New Data Reveals the Baker Administration Has Inflated the Amount of State Money Going to Minority-Owned Small Businesses in Massachusetts
Lawyers for Civil Rights (LCR) strongly condemns the Baker Administration’s misrepresentation of state contracting with minority-owned small businesses in Massachusetts. In recent reporting, WGBH found that “the state has inflated the totals by adding hundreds of millions of dollars of ‘indirect spending’” thus “taking credit not only for its purchases from businesses run by people of color, but for any payments state contractors have made to minority-owned firms, regardless of whether the payments relate to a specific contract” with the state.
This is tantamount to fraud. Far from a victimless crime, the Baker Administration’s misrepresentations harm small businesses by depriving them of economic opportunity. This fundamentally undermines communities of color and impoverishes our Commonwealth.
By failing to accurately account for minority engagement, the Baker Administration is depriving the state, including taxpayers and businesses, of data needed to make relevant policy decisions and to design meaningful interventions surrounding public contracts. The process cannot be made more accessible, fair, or equitable without accurate information, especially demographic data. This perpetuates exclusion, particularly along racial lines.
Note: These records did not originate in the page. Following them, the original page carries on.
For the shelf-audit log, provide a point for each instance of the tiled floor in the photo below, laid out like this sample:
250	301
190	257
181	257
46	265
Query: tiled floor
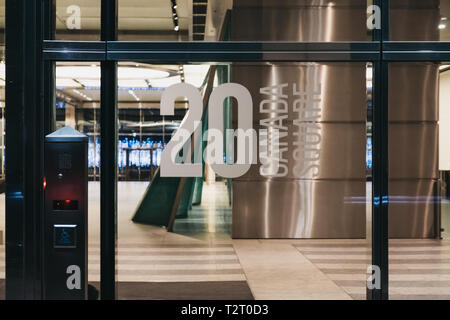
201	249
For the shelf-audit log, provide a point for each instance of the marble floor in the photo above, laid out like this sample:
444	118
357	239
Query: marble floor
201	249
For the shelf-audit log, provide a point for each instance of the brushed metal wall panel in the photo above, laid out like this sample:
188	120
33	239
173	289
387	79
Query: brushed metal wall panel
413	151
299	209
342	88
413	91
341	150
413	208
414	20
299	21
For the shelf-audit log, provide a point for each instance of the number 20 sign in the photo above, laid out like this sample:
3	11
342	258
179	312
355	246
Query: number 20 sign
214	152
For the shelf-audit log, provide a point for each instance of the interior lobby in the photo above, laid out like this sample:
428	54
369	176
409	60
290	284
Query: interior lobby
315	72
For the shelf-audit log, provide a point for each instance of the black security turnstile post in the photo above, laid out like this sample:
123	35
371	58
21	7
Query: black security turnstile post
65	215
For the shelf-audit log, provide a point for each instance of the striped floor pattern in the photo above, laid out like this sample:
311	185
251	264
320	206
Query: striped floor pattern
172	263
166	263
418	269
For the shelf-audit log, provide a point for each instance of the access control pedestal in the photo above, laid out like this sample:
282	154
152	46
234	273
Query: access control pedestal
65	215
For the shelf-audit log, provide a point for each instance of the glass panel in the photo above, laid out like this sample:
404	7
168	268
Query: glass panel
78	106
77	20
312	214
419	20
418	180
2	149
243	20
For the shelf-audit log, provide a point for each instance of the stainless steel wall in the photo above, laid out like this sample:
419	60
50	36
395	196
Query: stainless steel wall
413	150
332	203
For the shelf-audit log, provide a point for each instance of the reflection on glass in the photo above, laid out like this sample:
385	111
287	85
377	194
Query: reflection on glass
243	20
329	212
418	180
77	20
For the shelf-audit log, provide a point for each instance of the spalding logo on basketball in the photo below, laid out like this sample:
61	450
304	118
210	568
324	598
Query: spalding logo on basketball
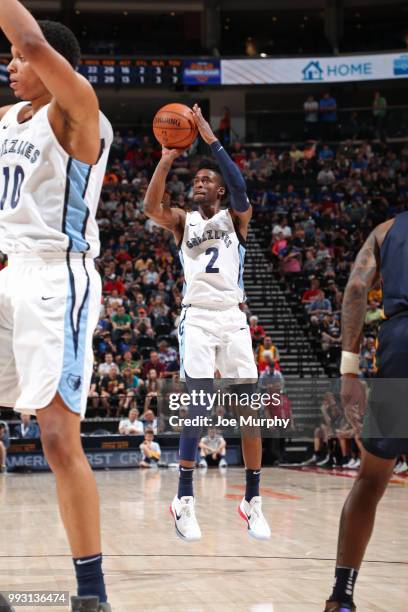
174	126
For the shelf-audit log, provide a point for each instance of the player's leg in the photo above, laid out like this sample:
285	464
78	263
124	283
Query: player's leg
55	375
356	526
3	457
235	360
77	493
250	508
197	361
9	384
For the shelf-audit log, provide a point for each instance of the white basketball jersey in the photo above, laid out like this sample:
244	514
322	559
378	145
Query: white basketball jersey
48	200
212	256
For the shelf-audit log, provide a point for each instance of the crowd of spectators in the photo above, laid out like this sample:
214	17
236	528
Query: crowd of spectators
313	206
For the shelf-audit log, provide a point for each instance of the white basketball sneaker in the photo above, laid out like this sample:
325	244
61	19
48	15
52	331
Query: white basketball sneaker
185	522
252	513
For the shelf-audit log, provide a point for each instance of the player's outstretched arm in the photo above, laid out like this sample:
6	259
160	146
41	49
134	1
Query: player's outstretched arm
4	109
363	276
241	207
172	219
72	92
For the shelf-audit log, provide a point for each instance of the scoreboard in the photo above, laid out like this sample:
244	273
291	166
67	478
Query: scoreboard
142	72
133	72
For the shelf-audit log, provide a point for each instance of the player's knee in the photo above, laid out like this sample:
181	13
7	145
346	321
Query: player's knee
56	449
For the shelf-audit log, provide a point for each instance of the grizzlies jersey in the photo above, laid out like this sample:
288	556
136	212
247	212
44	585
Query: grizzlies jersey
212	255
48	200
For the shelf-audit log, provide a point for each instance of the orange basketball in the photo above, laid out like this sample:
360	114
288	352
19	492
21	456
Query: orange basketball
174	127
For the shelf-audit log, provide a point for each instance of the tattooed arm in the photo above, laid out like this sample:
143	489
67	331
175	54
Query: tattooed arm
364	275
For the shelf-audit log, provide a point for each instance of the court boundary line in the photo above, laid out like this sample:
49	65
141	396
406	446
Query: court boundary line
331	559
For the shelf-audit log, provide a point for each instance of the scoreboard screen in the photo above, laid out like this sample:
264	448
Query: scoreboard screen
132	72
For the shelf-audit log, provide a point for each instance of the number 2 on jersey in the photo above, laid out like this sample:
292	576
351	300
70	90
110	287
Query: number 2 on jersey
214	252
16	190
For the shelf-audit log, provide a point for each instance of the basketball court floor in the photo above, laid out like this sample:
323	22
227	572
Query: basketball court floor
149	569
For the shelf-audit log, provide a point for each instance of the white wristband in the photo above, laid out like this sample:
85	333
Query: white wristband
350	363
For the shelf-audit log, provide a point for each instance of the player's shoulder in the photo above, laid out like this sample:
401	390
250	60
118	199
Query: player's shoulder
4	110
11	108
105	128
381	231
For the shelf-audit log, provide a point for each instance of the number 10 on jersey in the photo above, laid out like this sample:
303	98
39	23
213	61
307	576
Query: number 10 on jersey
12	182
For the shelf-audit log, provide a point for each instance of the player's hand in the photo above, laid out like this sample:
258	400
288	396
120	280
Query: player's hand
203	126
171	154
353	398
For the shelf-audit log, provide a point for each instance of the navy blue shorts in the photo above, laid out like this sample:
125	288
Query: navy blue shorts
385	430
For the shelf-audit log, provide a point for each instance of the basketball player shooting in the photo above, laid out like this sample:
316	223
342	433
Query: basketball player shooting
384	255
213	331
54	146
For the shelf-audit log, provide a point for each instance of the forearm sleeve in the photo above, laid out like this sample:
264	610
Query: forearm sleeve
232	176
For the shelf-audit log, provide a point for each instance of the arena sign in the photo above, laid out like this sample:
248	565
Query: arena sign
314	70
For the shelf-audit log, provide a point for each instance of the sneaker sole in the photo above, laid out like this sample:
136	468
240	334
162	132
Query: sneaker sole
178	532
251	533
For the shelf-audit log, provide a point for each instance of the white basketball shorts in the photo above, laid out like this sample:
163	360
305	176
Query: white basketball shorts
49	308
213	340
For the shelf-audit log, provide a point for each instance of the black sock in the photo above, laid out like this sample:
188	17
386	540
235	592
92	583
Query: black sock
185	482
252	483
343	588
89	575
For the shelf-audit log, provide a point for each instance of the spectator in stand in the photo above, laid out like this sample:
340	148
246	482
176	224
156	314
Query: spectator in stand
282	227
279	243
153	364
152	389
312	293
295	153
121	322
4	445
379	115
328	116
224	130
270	373
108	365
132	425
290	259
213	449
150	420
167	354
318	308
311	110
367	358
326	176
150	450
256	330
269	348
112	392
374	314
114	282
27	428
310	263
326	153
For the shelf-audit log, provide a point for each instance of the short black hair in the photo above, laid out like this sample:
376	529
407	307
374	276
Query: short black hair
62	39
208	164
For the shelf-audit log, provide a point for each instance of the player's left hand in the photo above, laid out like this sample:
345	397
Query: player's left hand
353	398
203	126
171	154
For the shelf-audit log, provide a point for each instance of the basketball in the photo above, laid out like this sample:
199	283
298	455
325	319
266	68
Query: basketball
174	126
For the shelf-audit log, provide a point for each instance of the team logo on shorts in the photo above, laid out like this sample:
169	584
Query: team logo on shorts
74	382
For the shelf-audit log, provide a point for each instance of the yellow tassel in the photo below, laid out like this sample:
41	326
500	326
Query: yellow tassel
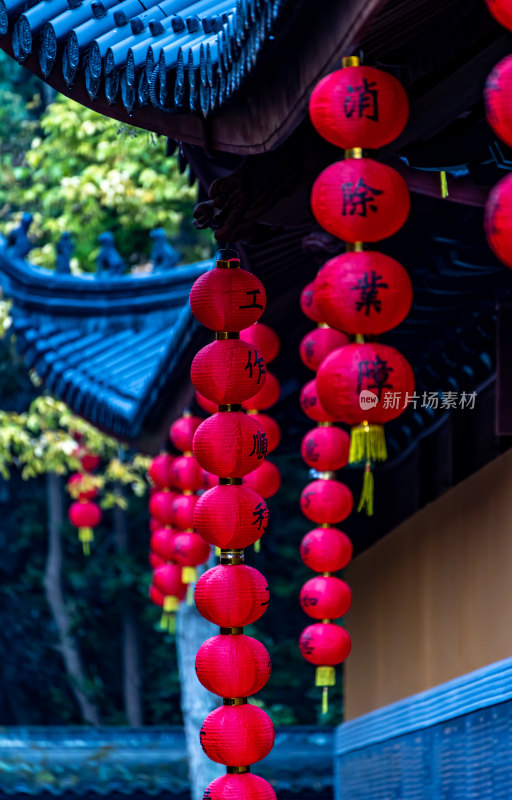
86	536
367	443
188	574
190	594
366	499
444	184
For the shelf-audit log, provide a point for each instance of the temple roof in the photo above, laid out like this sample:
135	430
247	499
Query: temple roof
113	348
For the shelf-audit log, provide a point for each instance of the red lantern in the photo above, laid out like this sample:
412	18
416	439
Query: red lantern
366	293
190	550
167	581
360	200
326	501
206	405
353	383
85	516
326	448
183	511
230	444
232	596
267	396
271	428
81	487
209	480
231	517
325	597
160	507
265	481
264	339
228	371
227	299
324	644
161	543
181	432
311	405
239	787
326	549
498	216
501	11
233	666
187	474
308	303
359	107
160	471
318	343
237	735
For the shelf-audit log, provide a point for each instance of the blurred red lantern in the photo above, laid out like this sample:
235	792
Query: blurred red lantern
318	343
237	735
264	339
230	444
267	396
355	382
233	666
359	107
228	371
183	511
160	507
160	471
324	644
265	481
85	515
167	581
308	303
366	293
501	11
326	501
209	480
244	786
81	486
326	549
326	448
311	405
325	597
206	405
187	474
227	299
271	428
189	550
231	517
161	543
232	596
360	200
498	220
181	432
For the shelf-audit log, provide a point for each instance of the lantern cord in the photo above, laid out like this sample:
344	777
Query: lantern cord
325	700
444	184
366	499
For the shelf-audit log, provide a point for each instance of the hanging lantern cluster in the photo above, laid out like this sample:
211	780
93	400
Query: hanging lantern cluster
497	96
231	444
326	502
82	487
362	293
266	480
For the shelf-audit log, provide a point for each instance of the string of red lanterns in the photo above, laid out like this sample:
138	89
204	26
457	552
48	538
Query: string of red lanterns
84	513
497	95
361	293
325	502
231	516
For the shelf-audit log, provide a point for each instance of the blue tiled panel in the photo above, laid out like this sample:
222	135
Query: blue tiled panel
457	744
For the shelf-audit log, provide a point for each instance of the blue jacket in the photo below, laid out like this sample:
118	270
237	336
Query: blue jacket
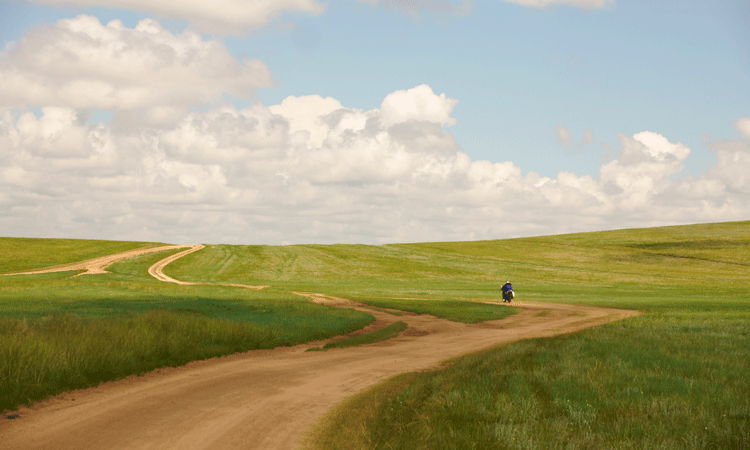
507	289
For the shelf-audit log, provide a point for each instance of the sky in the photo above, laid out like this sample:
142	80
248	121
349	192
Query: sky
370	121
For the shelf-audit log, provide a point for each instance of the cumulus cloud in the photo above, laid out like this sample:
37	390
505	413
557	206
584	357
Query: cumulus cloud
146	73
563	136
743	126
313	170
587	4
417	104
218	16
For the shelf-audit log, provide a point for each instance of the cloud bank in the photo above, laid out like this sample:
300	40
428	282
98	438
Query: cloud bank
306	170
217	16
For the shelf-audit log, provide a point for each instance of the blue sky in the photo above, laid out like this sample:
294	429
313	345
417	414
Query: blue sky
559	88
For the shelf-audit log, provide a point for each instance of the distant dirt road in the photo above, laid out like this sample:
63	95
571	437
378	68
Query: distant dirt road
97	265
267	399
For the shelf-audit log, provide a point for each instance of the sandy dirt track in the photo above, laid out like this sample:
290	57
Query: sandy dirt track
267	399
97	265
156	271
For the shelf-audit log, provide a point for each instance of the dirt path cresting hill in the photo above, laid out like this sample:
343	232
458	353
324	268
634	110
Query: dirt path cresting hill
268	399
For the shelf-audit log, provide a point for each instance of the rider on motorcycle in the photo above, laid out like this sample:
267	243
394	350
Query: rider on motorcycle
508	293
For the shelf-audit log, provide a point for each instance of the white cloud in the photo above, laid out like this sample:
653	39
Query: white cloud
588	4
743	126
313	170
146	73
564	137
218	16
420	104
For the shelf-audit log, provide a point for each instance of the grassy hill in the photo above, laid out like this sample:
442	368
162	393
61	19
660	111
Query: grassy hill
676	377
19	254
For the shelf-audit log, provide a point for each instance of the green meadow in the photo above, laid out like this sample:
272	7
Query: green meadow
675	377
60	332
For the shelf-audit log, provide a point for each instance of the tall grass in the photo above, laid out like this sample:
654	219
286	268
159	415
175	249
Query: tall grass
59	332
600	389
42	357
675	378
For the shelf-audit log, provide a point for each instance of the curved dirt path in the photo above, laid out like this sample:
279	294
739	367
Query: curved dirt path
97	265
268	399
156	271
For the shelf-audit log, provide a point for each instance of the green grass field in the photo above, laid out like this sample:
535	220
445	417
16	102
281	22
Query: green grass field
676	377
21	254
59	332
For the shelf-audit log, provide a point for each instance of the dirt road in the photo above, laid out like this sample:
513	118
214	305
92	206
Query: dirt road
97	265
266	399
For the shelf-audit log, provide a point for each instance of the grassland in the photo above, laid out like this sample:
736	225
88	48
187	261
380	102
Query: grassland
382	334
19	254
59	332
676	377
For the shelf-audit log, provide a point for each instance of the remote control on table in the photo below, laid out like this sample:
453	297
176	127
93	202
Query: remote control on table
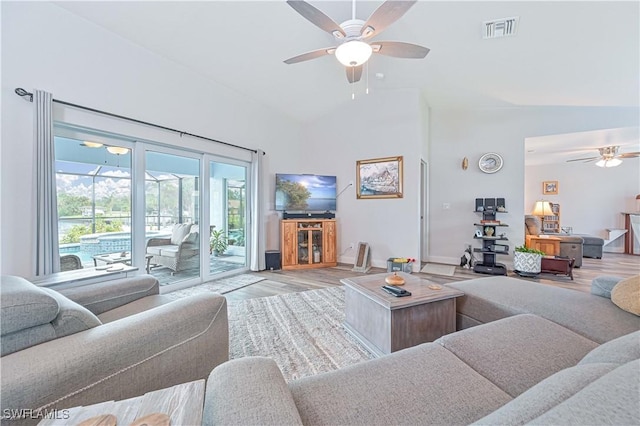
395	291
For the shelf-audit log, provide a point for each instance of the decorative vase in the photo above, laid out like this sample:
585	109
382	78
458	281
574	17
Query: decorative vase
530	263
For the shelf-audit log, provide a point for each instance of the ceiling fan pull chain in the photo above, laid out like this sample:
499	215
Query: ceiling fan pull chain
366	91
353	76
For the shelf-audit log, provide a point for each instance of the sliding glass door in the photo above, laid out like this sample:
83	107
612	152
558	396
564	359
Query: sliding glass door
172	216
122	201
93	183
227	216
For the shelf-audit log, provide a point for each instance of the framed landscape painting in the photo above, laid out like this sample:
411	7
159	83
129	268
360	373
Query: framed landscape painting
550	187
379	178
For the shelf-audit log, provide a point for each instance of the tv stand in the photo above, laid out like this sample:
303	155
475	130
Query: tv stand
308	243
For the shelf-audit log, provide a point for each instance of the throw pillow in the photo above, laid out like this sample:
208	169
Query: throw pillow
626	295
191	237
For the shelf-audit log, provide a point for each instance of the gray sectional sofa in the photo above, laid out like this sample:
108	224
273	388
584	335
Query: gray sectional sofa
106	341
527	353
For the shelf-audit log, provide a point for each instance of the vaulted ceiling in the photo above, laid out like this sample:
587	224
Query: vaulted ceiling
570	53
574	53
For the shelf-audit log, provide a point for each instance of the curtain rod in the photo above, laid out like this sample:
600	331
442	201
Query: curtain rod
23	93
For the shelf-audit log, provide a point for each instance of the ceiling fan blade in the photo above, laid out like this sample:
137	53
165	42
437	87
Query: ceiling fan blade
586	159
629	155
311	55
316	17
399	49
385	15
354	74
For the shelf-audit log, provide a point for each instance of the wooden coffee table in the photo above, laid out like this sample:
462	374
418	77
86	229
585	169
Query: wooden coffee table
385	324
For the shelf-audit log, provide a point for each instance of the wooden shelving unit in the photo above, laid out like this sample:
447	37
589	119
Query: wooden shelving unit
551	223
308	243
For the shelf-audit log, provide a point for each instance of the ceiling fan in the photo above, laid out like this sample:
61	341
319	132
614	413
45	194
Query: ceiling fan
609	157
353	47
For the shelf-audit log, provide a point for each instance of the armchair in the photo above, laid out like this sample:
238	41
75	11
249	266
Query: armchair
107	341
180	251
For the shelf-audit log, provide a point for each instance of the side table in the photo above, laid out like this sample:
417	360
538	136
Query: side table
549	245
183	403
557	265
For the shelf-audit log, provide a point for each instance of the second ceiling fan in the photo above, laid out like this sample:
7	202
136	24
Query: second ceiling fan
352	46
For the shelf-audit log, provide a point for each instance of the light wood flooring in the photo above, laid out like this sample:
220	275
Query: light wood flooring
281	282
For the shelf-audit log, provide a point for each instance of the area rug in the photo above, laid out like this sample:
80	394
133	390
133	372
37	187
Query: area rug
221	286
302	332
439	269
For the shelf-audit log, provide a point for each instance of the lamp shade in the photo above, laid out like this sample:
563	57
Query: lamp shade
117	150
353	53
542	208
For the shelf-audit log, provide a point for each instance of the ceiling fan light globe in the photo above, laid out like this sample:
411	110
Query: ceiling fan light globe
609	162
90	144
353	53
117	150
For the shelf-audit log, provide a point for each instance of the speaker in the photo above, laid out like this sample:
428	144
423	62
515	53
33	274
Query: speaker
490	204
272	259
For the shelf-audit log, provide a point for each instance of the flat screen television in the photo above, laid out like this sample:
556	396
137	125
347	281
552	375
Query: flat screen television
298	192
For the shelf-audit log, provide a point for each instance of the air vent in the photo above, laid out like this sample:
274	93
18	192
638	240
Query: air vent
500	27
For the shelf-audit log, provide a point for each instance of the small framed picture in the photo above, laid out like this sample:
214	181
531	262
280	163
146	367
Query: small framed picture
379	178
550	187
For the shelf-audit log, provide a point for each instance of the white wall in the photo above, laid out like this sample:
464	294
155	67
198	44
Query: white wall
459	133
45	47
591	198
382	124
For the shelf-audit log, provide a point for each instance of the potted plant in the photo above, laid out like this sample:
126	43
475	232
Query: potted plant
527	261
218	242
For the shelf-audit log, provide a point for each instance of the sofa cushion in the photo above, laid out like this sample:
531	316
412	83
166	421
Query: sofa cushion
626	295
179	231
155	250
612	400
107	295
24	305
618	351
518	352
491	298
22	339
249	391
546	395
72	318
135	307
425	384
602	286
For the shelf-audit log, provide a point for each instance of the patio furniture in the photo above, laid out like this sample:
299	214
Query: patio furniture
70	262
180	251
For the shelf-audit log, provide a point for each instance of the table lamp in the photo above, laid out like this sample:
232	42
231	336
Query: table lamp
542	208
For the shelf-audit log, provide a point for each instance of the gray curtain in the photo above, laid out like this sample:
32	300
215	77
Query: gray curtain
257	213
47	256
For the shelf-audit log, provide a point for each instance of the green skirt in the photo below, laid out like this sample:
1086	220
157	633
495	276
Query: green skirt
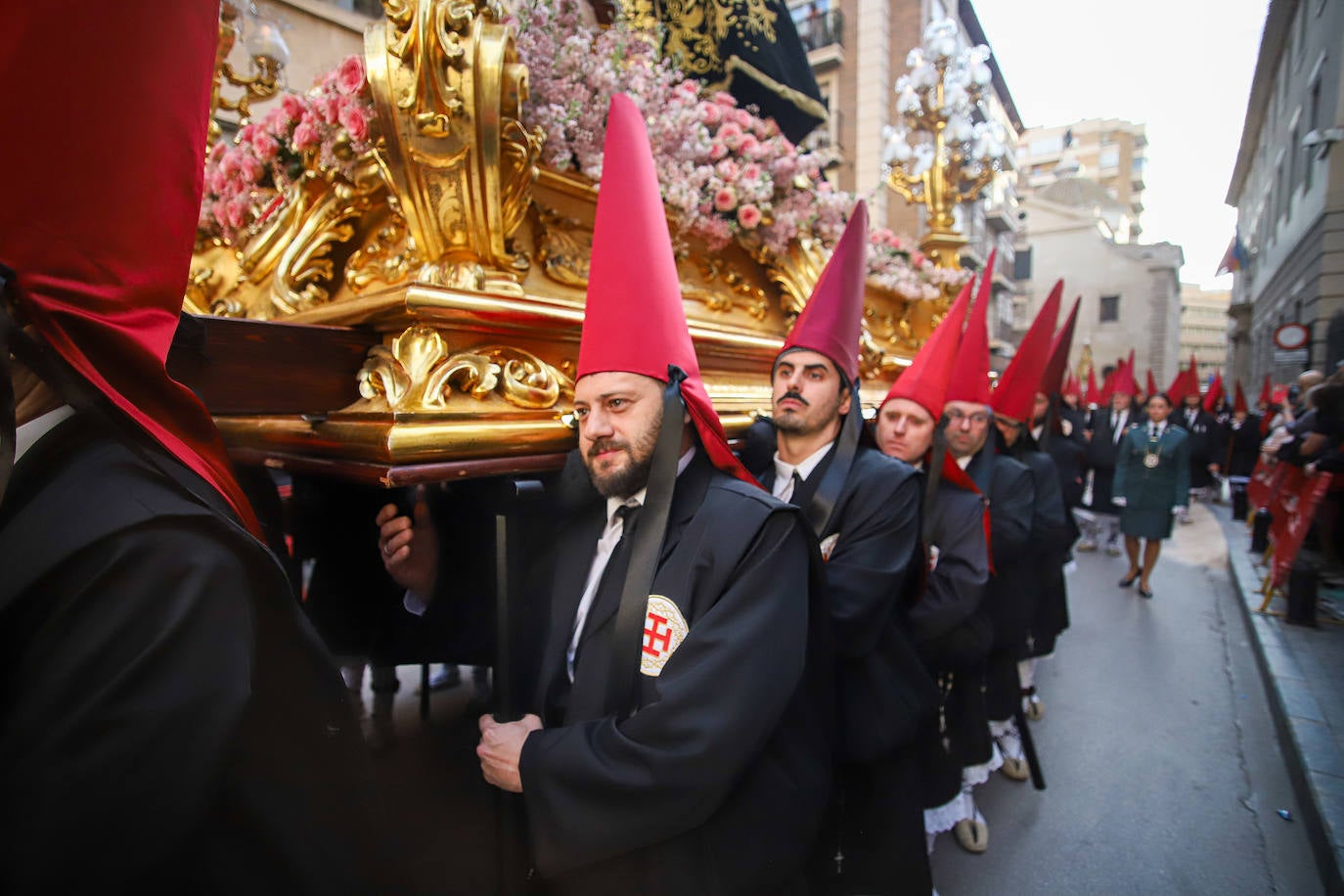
1146	522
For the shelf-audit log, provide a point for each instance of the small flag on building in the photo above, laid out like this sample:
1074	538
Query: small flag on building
1235	256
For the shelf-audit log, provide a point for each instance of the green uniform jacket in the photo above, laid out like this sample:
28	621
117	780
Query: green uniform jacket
1152	492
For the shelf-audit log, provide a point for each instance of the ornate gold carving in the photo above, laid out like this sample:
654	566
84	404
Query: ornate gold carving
448	87
563	248
419	373
388	259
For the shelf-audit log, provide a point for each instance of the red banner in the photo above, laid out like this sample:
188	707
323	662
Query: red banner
1294	504
1264	482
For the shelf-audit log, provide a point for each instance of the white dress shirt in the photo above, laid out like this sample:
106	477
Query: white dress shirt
784	471
605	547
27	434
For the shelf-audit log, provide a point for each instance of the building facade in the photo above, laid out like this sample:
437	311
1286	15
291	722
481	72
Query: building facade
1131	291
1287	188
1109	151
1203	328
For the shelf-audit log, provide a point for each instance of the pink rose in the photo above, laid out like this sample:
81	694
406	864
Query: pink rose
236	212
349	75
229	164
251	168
305	136
265	147
291	107
354	119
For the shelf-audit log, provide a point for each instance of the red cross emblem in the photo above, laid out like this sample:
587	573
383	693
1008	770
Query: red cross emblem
664	629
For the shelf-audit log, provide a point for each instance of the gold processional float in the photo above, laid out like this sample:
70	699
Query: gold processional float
420	319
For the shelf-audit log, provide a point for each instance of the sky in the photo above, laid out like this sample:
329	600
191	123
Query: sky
1182	67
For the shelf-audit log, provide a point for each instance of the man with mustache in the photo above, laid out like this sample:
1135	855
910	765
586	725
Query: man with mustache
865	511
1008	597
682	713
948	626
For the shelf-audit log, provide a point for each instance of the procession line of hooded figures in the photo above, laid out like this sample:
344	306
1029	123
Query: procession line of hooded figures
834	644
779	673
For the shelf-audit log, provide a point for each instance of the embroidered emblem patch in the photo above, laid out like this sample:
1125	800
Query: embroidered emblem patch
829	546
664	630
Instead of leading by example by actually hiring minority-owned small businesses, the Baker Administration is allowing contractors to count payment of goods and services — unrelated to state contracts — with businesses that are often, as WGBH found, “outside Massachusetts, not certified as being minority-owned, or appear to barely exist at all.”
“Inflating these numbers in this fashion is shameful,” says Priya Lane, BizGrow Director at Lawyers for Civil Rights. “The state should be actively building wealth in communities of color by encouraging the growth of minority-owned businesses. Instead, the Baker Administration is artificially inflating the numbers. Instead of boasting about fake figures, the state should do the right thing: help small businesses to fuel the growth of our Commonwealth. The state can start by actively promoting contracting with the businesses that most need the support, particularly during the COVID-19 pandemic.”
Lawyers for Civil Rights provides free legal support and technical assistance to small businesses in low-income communities. As part of this vital work, LCR has long championed public contracting for minority-owned businesses. The organization has been advocating and urging the City of Boston to increase contracting with minority-owned and women-owned small businesses (see open letter and recent advocacy). LCR will continue monitoring the Baker Administration and the City of Boston for greater transparency and diversity in public contracts.